SPORTS

Outdoor tennis courts very well received

by Jeff Glickman

Last spring and summer, Oberlin spent an estimated $108,000 in construction of four new outdoor tennis courts and $3,000 in new landscaping. The money came from the 1996-97 Academic Facilities Planned Maintenance Budget.

"The fences surrounding the tennis courts were so rotten that you could break the metal with your hands," Athletic Director Don Hunsinger said. "Someone could have severed an arm or a leg by running into the fences."

Six of Oberlin's 12 courts were out of commission last season. In addition to the rotting fences, cracks in the ground made it hard to play.
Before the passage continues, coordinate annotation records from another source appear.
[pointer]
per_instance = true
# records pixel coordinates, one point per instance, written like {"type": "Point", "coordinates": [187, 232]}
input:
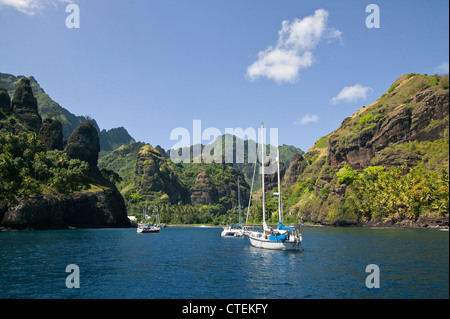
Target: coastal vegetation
{"type": "Point", "coordinates": [386, 165]}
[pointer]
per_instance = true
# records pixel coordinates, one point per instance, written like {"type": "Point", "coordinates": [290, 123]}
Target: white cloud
{"type": "Point", "coordinates": [308, 118]}
{"type": "Point", "coordinates": [30, 7]}
{"type": "Point", "coordinates": [442, 68]}
{"type": "Point", "coordinates": [293, 50]}
{"type": "Point", "coordinates": [352, 94]}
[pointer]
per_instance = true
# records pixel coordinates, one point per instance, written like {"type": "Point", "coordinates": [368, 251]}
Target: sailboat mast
{"type": "Point", "coordinates": [280, 217]}
{"type": "Point", "coordinates": [251, 192]}
{"type": "Point", "coordinates": [239, 201]}
{"type": "Point", "coordinates": [262, 174]}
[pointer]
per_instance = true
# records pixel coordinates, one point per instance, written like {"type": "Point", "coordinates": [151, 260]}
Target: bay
{"type": "Point", "coordinates": [197, 263]}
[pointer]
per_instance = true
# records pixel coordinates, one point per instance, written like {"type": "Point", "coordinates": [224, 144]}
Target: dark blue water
{"type": "Point", "coordinates": [197, 263]}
Reconstruction started in the summer of '96, when the rotting fences were taken down. The courts sat through all of last winter and last spring unplayable, until the new fences were put up last June.

The old courts prevented the College from holding the conference tennis championships.

The four courts were built sometime in the 1950s according to Hunsinger. "The normal renovations were 20 years behind schedule," Hunsinger said. "It's about time we got them done."

Originally, the plan was to renovate the four outdoor tennis courts, but after it was found that the foundations were cracking, the college bit the bullet according to Dennis Grieve, the Manager of Grounds, and contracted for the total reconstruction of the courts including a new drainage system put in to prevent further damages.

Site Technology, one of the premier tennis court contractors, rebuilt the courts and put up the new fencing. Site Technology was contracted for building tennis courts at the Jack Nicklaus' Resort.

The courts are now so nice that junior Sam Steckley, a varsity tennis player, was prompted to say, "We don't deserve them."